On March 25, 2025, Lopez signed a major league contract with the Los Angeles Angels. Lopez made his Angels debut on Opening Day in an unusual manner, as a relief pitcher, during a blowout game versus the Chicago White Sox. In four games for the Angels, he went 0-for-6. Lopez was designated for assignment by Los Angeles on April 18. He cleared waivers and elected free agency the next day.

===Chicago Cubs===
On April 23, 2025, Lopez signed with the Chicago Cubs on a major league contract. In 14 appearances for Chicago, he went 1-for-18 (.056) with one RBI and four walks. Lopez was designated for assignment by Chicago on May 19. He cleared waivers and elected free agency on May 21.

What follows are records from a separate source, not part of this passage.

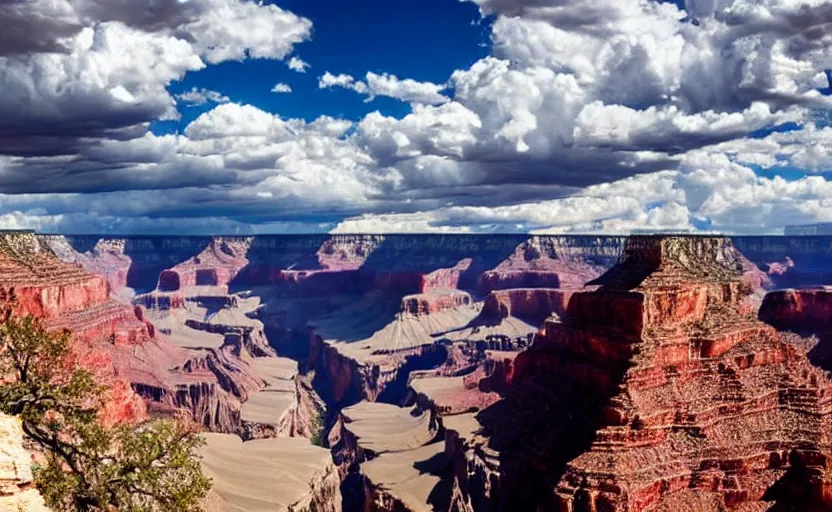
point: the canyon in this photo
(460, 372)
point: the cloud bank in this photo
(609, 117)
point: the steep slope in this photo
(657, 390)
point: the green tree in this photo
(89, 467)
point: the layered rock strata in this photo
(658, 390)
(396, 453)
(271, 474)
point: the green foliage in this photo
(89, 467)
(319, 428)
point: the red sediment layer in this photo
(690, 402)
(531, 303)
(434, 302)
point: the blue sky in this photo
(545, 116)
(424, 40)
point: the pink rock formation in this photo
(659, 391)
(531, 303)
(216, 265)
(435, 301)
(540, 262)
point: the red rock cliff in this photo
(660, 391)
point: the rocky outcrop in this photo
(106, 258)
(530, 303)
(549, 262)
(434, 302)
(271, 474)
(393, 453)
(17, 491)
(216, 265)
(669, 395)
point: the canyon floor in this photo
(465, 373)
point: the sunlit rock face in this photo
(658, 389)
(552, 366)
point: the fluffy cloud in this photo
(282, 88)
(201, 96)
(297, 64)
(374, 85)
(56, 102)
(616, 116)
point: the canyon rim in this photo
(459, 373)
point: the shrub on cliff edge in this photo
(88, 467)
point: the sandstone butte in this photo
(657, 390)
(654, 388)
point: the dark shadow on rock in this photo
(549, 416)
(151, 255)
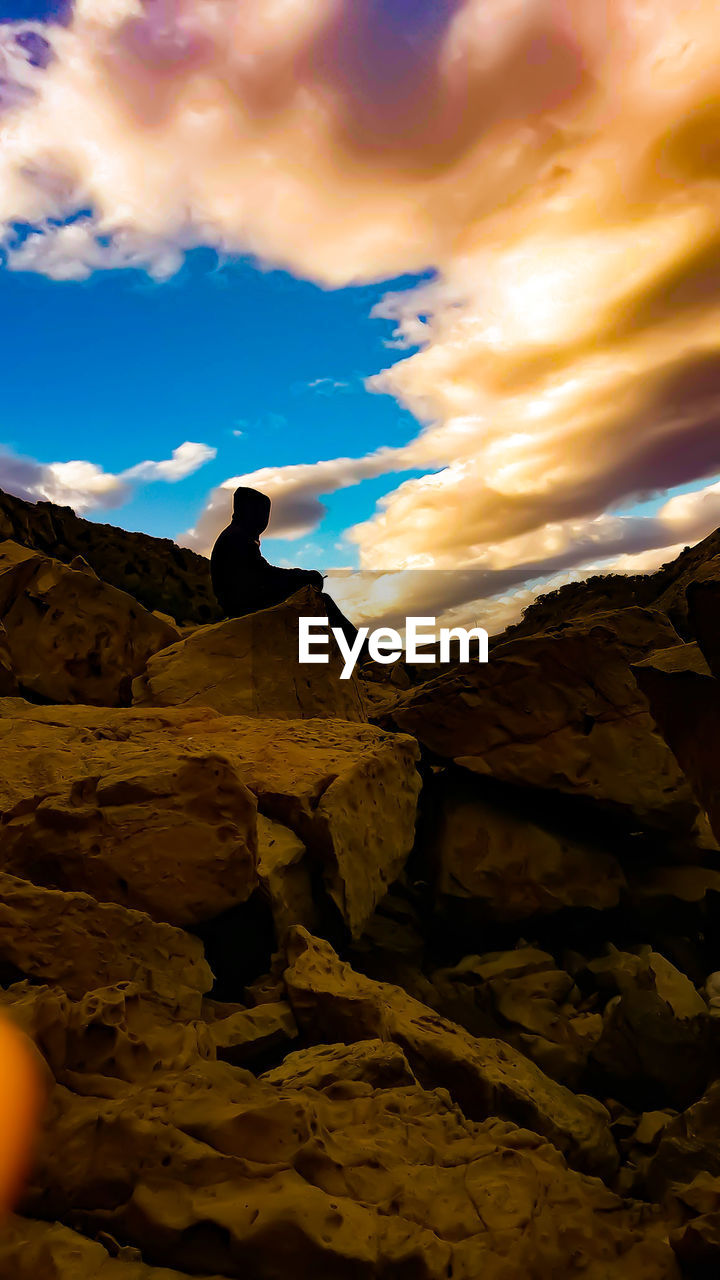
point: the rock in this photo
(139, 821)
(71, 941)
(109, 1038)
(350, 1170)
(689, 1146)
(160, 804)
(703, 611)
(563, 713)
(8, 682)
(251, 1033)
(697, 1242)
(484, 1077)
(285, 876)
(528, 1002)
(153, 570)
(324, 1066)
(656, 1036)
(71, 638)
(49, 1251)
(249, 667)
(684, 700)
(495, 863)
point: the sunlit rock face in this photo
(69, 636)
(314, 996)
(249, 667)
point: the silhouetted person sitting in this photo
(244, 581)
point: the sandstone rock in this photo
(8, 682)
(563, 713)
(367, 1175)
(689, 1146)
(139, 822)
(73, 639)
(684, 700)
(495, 863)
(484, 1077)
(285, 876)
(527, 1001)
(49, 1251)
(110, 1037)
(251, 1033)
(656, 1034)
(160, 804)
(71, 941)
(153, 570)
(703, 609)
(249, 667)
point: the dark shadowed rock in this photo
(77, 944)
(563, 713)
(153, 570)
(684, 700)
(484, 1077)
(249, 667)
(155, 809)
(703, 609)
(71, 638)
(493, 863)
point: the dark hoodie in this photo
(242, 580)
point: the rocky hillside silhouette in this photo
(665, 589)
(384, 979)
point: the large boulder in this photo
(249, 667)
(77, 944)
(72, 638)
(563, 712)
(156, 809)
(684, 699)
(484, 1077)
(492, 862)
(49, 1251)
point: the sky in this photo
(438, 275)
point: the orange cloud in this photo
(555, 161)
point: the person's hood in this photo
(251, 511)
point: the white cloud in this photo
(186, 460)
(85, 485)
(554, 161)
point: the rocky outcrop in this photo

===Arizona Diamondbacks===
On May 27, 2025, Lopez signed a minor league contract with the Arizona Diamondbacks. In 24 appearances for the Triple-A Reno Aces, he batted .267/.303/.317 with seven RBI and one stolen base. On July 1, Lopez triggered an opt-out clause in his contract and was released by Arizona.

===New York Yankees===
On July 3, 2025, Lopez signed a minor league contract with the New York Yankees. In 17 appearances for the Triple-A Scranton/Wilkes-Barre RailRiders, he batted .263/.338/.333 with six RBI and four stolen bases. On August 2, Lopez opted out of his contract and elected free agency.

===Chicago Cubs (second stint)===
On August 9, 2025, Lopez signed a minor league contract with the Chicago Cubs organization. He made 29 appearances for the Triple-A Iowa Cubs, batting .270/.402/.350 with seven RBI and two stolen bases. Lopez elected free agency following the season on November 6.

===Colorado Rockies===
On December 1, 2025, Lopez signed a minor league contract with the Colorado Rockies that included an invitation to spring training. Lopez played in 15 games for the Triple-A Albuquerque Isotopes, batting .333/.387/.519 with one home run, eight RBI, and two stolen bases.

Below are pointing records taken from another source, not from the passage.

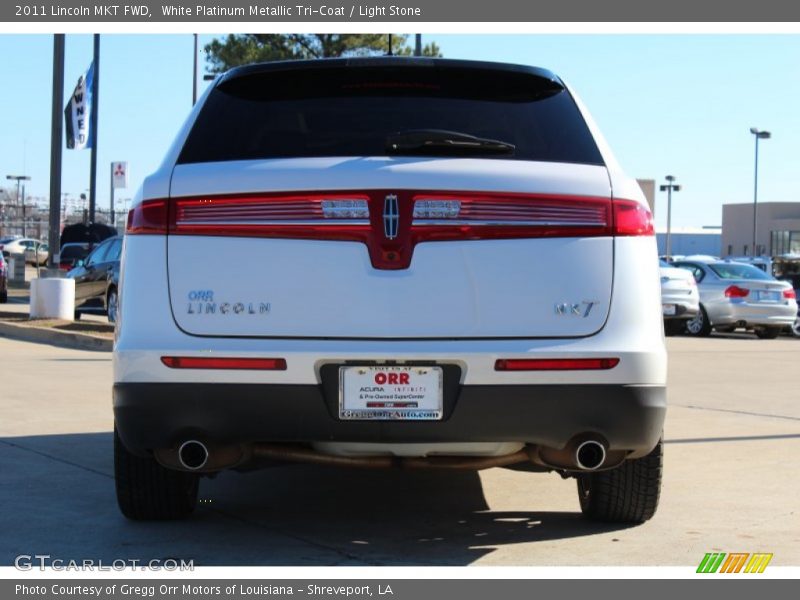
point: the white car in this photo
(389, 262)
(33, 250)
(680, 299)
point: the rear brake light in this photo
(555, 364)
(416, 217)
(148, 217)
(734, 291)
(205, 362)
(632, 218)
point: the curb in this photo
(63, 339)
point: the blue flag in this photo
(78, 111)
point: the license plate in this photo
(390, 393)
(769, 296)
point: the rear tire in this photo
(146, 491)
(626, 494)
(767, 333)
(796, 327)
(699, 326)
(674, 326)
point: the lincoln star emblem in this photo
(391, 217)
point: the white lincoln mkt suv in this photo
(389, 262)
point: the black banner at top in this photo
(410, 11)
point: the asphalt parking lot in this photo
(731, 485)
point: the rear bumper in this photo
(682, 311)
(730, 313)
(162, 415)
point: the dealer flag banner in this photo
(78, 112)
(119, 174)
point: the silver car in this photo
(734, 295)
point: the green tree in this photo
(242, 49)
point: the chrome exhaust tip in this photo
(590, 455)
(193, 455)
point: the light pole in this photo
(759, 135)
(669, 188)
(194, 73)
(20, 178)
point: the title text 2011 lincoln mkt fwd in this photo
(393, 262)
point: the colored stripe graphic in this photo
(711, 562)
(758, 563)
(734, 562)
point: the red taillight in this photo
(418, 217)
(555, 364)
(204, 362)
(149, 217)
(734, 291)
(631, 218)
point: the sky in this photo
(668, 104)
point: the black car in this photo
(97, 280)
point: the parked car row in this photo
(35, 251)
(97, 279)
(732, 295)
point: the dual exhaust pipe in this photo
(193, 455)
(588, 455)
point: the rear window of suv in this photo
(739, 271)
(350, 111)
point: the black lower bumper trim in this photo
(161, 415)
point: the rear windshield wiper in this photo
(441, 142)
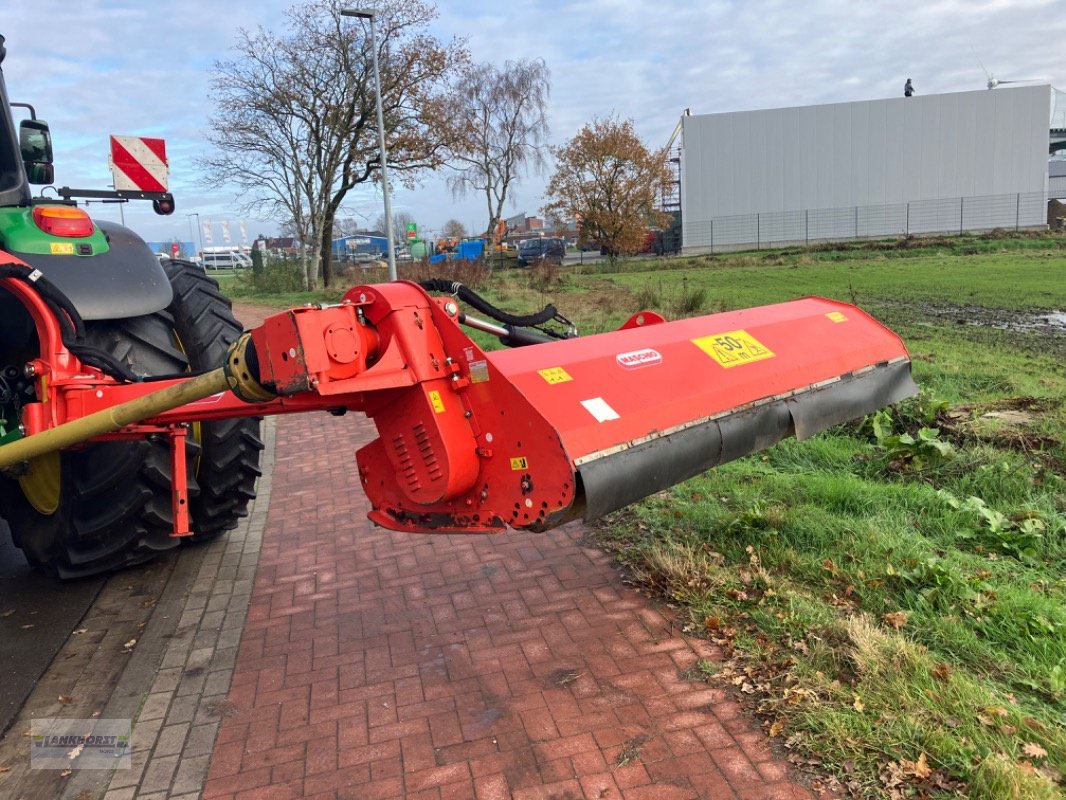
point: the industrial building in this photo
(924, 164)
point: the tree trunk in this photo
(325, 250)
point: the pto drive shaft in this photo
(117, 417)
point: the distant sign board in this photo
(139, 163)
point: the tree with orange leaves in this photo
(608, 180)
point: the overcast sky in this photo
(142, 67)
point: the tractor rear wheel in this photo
(107, 506)
(227, 464)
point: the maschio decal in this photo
(638, 358)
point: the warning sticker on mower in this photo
(436, 402)
(554, 374)
(479, 371)
(733, 349)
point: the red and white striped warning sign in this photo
(139, 163)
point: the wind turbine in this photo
(994, 81)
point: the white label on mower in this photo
(598, 408)
(638, 358)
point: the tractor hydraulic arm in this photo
(529, 437)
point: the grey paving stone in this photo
(182, 709)
(155, 706)
(158, 776)
(200, 739)
(171, 740)
(191, 773)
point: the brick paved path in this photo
(380, 665)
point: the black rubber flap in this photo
(851, 398)
(618, 479)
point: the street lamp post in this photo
(199, 229)
(372, 15)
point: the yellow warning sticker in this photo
(436, 402)
(554, 374)
(733, 348)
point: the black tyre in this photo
(227, 464)
(108, 506)
(105, 506)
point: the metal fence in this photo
(954, 214)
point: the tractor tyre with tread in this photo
(108, 505)
(228, 462)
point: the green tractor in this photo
(108, 505)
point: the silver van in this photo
(226, 261)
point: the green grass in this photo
(891, 600)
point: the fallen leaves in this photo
(918, 768)
(1033, 750)
(895, 619)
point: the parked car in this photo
(548, 249)
(226, 261)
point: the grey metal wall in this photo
(858, 160)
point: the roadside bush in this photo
(275, 277)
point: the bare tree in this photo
(295, 123)
(400, 222)
(453, 229)
(510, 128)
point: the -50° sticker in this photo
(733, 348)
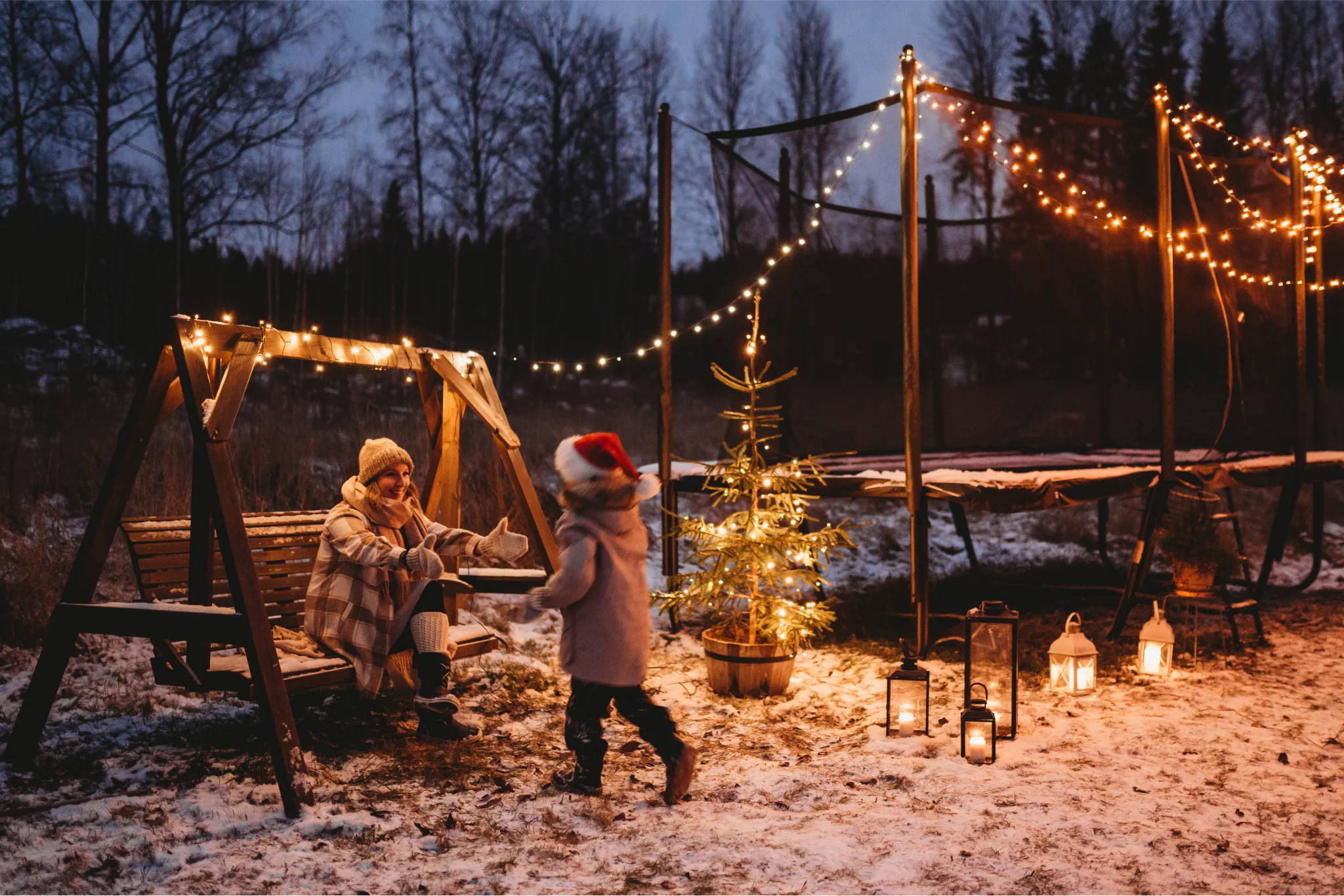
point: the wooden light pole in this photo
(915, 502)
(1300, 310)
(1155, 504)
(669, 565)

===Chicago Cubs (third stint)===
On April 23, 2026, Lopez was traded back to the Chicago Cubs organization. The following day, the Cubs selected Lopez's contract, adding him to their active roster. He made four appearances for Chicago, going 0-for-5. Lopez was designated for assignment by the Cubs on May 23; he cleared waivers and was sent outright to the Triple-A Iowa Cubs on May 25. However, Lopez rejected the assignment and subsequently elected free agency.

===Texas Rangers===
On May 27, 2026, Lopez signed a major league contract with the Texas Rangers.

==International career==
Lopez played for the Italy national baseball team at the 2023 World Baseball Classic.